Konferencja przed Lazio
Wielkie brzemię ciąży na barkach Luciano Spalettiego. Jeśli wierzyć doniesieniom prasowym, spotkanie z Lazio może zaważyć na jego karierze w Mediolanie. Rzućmy okiem na to, co szkoleniowiec miał do powiedzenia przed tym meczem.
- Jutrzejszy mecz jest ważny i wyjątkowy. Zwycięstwo będzie się wiązało z awansem do półfinału, wiemy, co to oznacza. Staniemy twarzą w twarz z trudnościami, ale znamy rozwiązanie, musimy być Interem.
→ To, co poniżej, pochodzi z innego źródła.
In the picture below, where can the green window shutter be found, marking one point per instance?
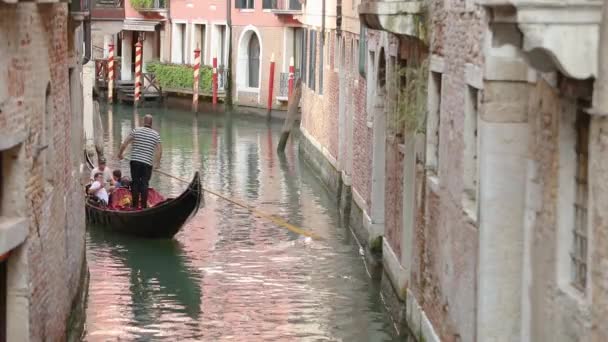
(362, 50)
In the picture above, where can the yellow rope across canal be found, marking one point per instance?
(274, 219)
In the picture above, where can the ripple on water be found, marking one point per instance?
(230, 275)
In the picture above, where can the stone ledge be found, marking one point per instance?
(398, 17)
(437, 64)
(9, 140)
(13, 231)
(556, 34)
(474, 76)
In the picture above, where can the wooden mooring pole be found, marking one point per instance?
(292, 113)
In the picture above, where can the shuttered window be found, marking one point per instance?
(312, 60)
(322, 62)
(304, 56)
(362, 50)
(243, 4)
(579, 251)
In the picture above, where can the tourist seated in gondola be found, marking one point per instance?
(116, 181)
(97, 190)
(104, 169)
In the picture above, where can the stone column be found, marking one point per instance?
(88, 77)
(503, 143)
(598, 237)
(125, 63)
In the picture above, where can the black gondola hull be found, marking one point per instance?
(162, 221)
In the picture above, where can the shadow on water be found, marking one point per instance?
(160, 278)
(229, 274)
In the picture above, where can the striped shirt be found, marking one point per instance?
(145, 141)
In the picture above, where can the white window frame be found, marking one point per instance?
(433, 129)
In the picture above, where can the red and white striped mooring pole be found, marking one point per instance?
(270, 84)
(292, 71)
(110, 72)
(137, 73)
(197, 70)
(214, 85)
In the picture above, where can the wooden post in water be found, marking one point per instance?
(137, 95)
(270, 85)
(110, 72)
(292, 70)
(214, 85)
(292, 112)
(197, 69)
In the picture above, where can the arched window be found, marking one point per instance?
(253, 63)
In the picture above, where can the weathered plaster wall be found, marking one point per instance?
(271, 41)
(44, 272)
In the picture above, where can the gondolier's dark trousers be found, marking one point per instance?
(140, 172)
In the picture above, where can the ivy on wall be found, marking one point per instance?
(180, 76)
(411, 106)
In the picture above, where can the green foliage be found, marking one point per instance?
(180, 76)
(410, 111)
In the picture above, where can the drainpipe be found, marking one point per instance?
(86, 26)
(600, 89)
(228, 81)
(323, 26)
(597, 176)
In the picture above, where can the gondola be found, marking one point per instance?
(162, 221)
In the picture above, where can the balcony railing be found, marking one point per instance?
(150, 5)
(109, 4)
(80, 9)
(284, 83)
(286, 7)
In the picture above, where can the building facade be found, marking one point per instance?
(43, 273)
(469, 146)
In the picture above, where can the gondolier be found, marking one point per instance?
(146, 146)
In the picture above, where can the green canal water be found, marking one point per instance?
(229, 275)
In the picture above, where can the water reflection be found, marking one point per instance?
(228, 274)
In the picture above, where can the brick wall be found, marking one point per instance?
(320, 114)
(48, 264)
(447, 254)
(271, 41)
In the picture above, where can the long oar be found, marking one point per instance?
(256, 212)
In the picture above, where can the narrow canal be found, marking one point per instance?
(229, 275)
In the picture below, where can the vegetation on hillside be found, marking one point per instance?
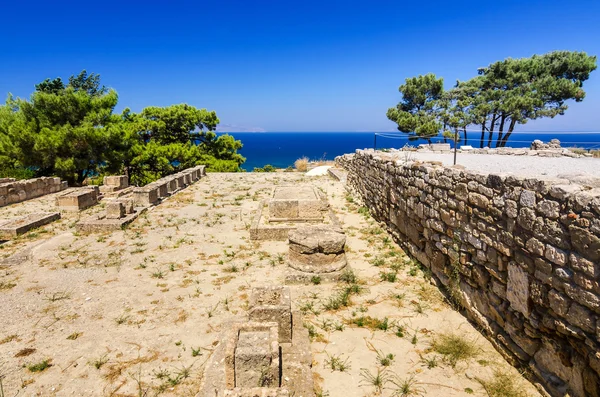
(502, 95)
(71, 131)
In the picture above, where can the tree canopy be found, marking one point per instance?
(71, 131)
(503, 95)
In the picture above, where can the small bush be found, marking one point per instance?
(39, 367)
(266, 168)
(17, 173)
(502, 385)
(301, 164)
(455, 348)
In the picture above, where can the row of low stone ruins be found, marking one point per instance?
(124, 203)
(268, 353)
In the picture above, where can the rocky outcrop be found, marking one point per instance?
(520, 255)
(12, 191)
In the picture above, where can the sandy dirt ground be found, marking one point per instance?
(137, 312)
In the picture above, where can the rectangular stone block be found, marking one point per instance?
(163, 188)
(180, 181)
(128, 204)
(22, 225)
(115, 210)
(283, 209)
(517, 289)
(255, 363)
(172, 185)
(117, 182)
(311, 208)
(79, 199)
(187, 175)
(440, 146)
(273, 304)
(145, 196)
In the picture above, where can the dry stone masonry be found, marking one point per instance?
(521, 255)
(316, 252)
(114, 183)
(78, 199)
(12, 191)
(288, 208)
(21, 225)
(267, 356)
(121, 211)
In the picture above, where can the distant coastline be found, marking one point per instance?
(281, 149)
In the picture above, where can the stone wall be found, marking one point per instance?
(522, 256)
(16, 191)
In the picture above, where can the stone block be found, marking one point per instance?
(16, 227)
(163, 188)
(145, 196)
(517, 291)
(257, 358)
(317, 249)
(116, 182)
(115, 210)
(78, 199)
(283, 209)
(172, 185)
(440, 146)
(273, 304)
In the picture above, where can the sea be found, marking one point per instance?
(281, 149)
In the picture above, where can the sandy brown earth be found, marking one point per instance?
(138, 312)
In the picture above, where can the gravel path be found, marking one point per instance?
(519, 165)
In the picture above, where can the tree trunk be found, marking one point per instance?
(501, 130)
(511, 128)
(482, 134)
(492, 127)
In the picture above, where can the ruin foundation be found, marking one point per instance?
(521, 254)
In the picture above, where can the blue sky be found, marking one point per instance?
(289, 65)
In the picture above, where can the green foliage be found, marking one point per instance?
(70, 131)
(416, 113)
(504, 94)
(266, 168)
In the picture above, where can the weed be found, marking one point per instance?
(122, 319)
(455, 348)
(39, 367)
(400, 330)
(415, 339)
(196, 352)
(336, 363)
(378, 261)
(502, 384)
(388, 276)
(430, 362)
(232, 269)
(211, 310)
(383, 325)
(348, 276)
(364, 211)
(384, 359)
(99, 362)
(57, 296)
(405, 387)
(9, 338)
(74, 335)
(377, 380)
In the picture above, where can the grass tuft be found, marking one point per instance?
(455, 348)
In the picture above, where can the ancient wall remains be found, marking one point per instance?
(521, 255)
(12, 191)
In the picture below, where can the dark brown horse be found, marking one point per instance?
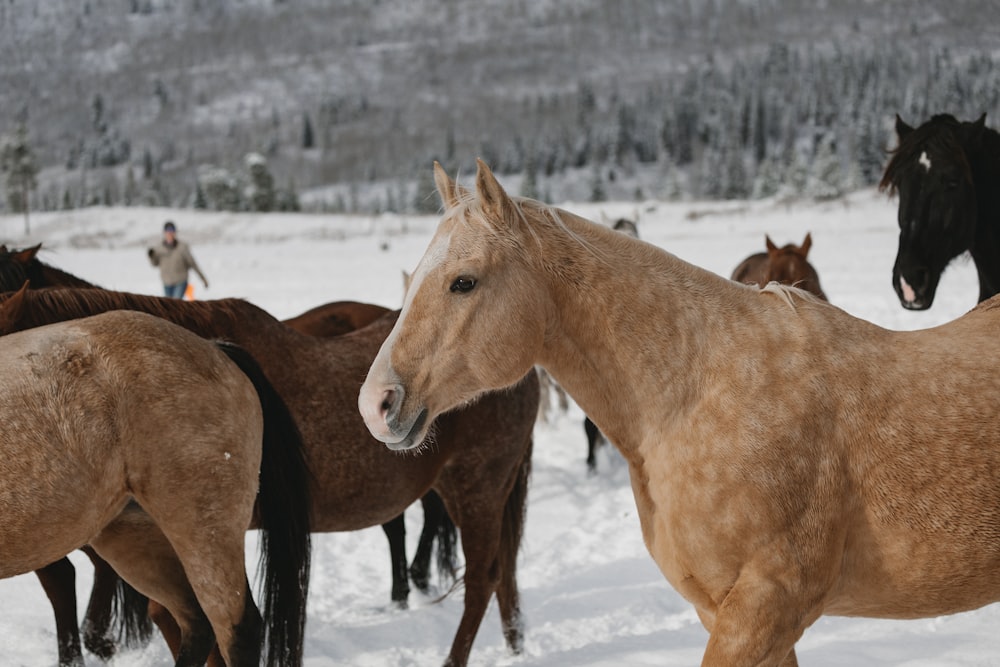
(92, 452)
(788, 460)
(479, 463)
(335, 319)
(787, 265)
(58, 579)
(945, 173)
(114, 604)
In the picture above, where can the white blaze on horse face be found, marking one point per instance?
(925, 160)
(908, 292)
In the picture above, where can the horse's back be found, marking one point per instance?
(752, 270)
(95, 410)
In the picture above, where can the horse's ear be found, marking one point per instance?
(806, 244)
(26, 255)
(492, 196)
(902, 129)
(447, 188)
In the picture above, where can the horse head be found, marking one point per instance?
(440, 353)
(789, 265)
(930, 171)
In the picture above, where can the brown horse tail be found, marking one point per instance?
(514, 514)
(283, 507)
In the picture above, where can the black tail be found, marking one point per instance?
(283, 508)
(129, 614)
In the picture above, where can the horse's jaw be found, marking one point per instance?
(404, 438)
(910, 299)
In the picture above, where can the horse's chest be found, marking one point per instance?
(696, 523)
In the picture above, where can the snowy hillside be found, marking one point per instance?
(591, 594)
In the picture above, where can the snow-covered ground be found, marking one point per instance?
(591, 594)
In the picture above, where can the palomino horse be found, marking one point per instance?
(479, 463)
(335, 319)
(788, 460)
(58, 579)
(93, 452)
(787, 265)
(946, 174)
(114, 604)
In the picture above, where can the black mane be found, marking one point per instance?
(940, 133)
(20, 266)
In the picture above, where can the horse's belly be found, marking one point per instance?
(916, 579)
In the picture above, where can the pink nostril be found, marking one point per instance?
(388, 399)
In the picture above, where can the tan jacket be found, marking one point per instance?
(175, 262)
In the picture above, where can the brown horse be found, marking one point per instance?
(335, 319)
(93, 453)
(787, 265)
(479, 463)
(788, 460)
(113, 604)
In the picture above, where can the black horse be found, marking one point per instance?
(947, 175)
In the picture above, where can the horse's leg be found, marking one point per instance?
(593, 440)
(491, 524)
(172, 633)
(756, 624)
(136, 548)
(434, 517)
(395, 531)
(97, 619)
(58, 580)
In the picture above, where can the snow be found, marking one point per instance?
(591, 595)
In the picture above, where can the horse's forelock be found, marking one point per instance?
(939, 136)
(55, 304)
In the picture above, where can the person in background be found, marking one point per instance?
(175, 260)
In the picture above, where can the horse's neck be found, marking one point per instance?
(985, 250)
(631, 345)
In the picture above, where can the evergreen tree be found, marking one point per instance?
(17, 161)
(308, 138)
(131, 190)
(597, 191)
(826, 178)
(767, 182)
(426, 200)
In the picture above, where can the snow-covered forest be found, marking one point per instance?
(269, 104)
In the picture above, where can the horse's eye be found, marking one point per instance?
(463, 284)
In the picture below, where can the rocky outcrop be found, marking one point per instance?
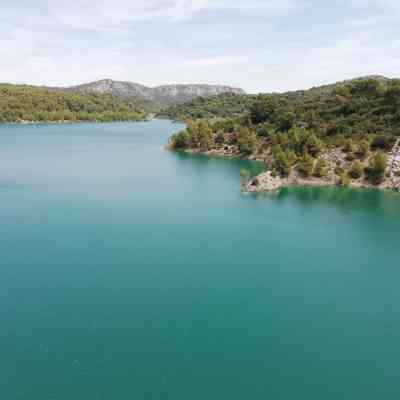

Jeśli zagramy jak Inter, będziemy mieli szansę na kolejną rundę. Musimy wkładać wszystko w mecze. W ostatnich spotkaniach nie byliśmy zdolni tego robić. Musimy pamiętać kim jesteśmy zawsze, kiedy wychodzimy na boisko i powinniśmy wtedy dawać z siebie wszystko.
- Zarządzaliśmy grą znakomicie tamtego wieczoru, mieliśmy lepsze posiadanie piłki, pomimo przewagi technicznej Lazio. W defensywie byliśmy kompaktowi, kiedy szukali kontr, podczas kiedy to my strzelaliśmy bramki. Trzeba wszystkiego po trochu. Jest zawsze potrzeba zademonstrowania każdej jakości w spotkaniach, które gramy. Jeśli możemy połączyć wszystkie te składniki, mamy więcej możliwości - wspominał wygrane spotkanie z Lazio.
- Czy Cedric zagra od początku? Ciężka sprawa, czeka nas trudny mecz. Tak czy inaczej, on już udowodnił, że jest dobrym obrońcą, zarówno w czteroosobowym bloku, jak i kiedy jest ustawienie na trzy i pół. Ma trochę tempa, które sprawia, że ciężko go minąć i jest pewny na nogach. Zna swoją wartość i będzie pomocny w nadchodzących tygodniach, kiedy gracze będą musieli odpocząć, ze względu na duże nasilenie meczy.
- Forma Keity poprawia się, zdrowieje, ale może nie zagrać z Bologną.
- Jestem zawiedziony Politano, ponieważ to dobry chłopak. Później, w szatni, wychodził z siebie. Zaakceptowaliśmy wykluczenie na dwa spotkania. Klub nie chciał składać apelacji, to rozczarowujące, ponieważ zmagamy się z tą pozycją. Tłum może dać nam dodatkowe kilometry, coś, co pomoże zrobić różnicę - podsumował Spaletti.
Źródło: inter.it
wróbel1908
31 stycznia 2019 | 00:19
Drugi raz z rzędu nie składają apelacji dziwnie to wygląda.
davi23
31 stycznia 2019 | 00:53
Jesteśmy Interem, jesteśmy Interem, ale Inter nie wygrywa. Spal, ile razy mówisz to samo?
ksiazewi
31 stycznia 2019 | 01:37
Ta konferencja mocno obcięta. Mnóstwo pytań o Perisica i o pozostałych piłkarzy, o których mówiło się że chcą się odejść. Bardzo nieprzyjemna konferencja dla łysego, ale muszę przyznać, że dość dobrze wybrnął z tych trudnych pytań.
R9_
31 stycznia 2019 | 08:27
Panie Lysy teorie to my znamy i slyszymy od twojego przyjscia...czas na dzialania??!!
Maciej Pawul
31 stycznia 2019 | 09:54
@ksiazewi przetłumaczyłem cały tekst opublikowany na oficjalnej stronie Interu wczorajszego wieczoru. O Perisicia pytali w sumie już przed Torino.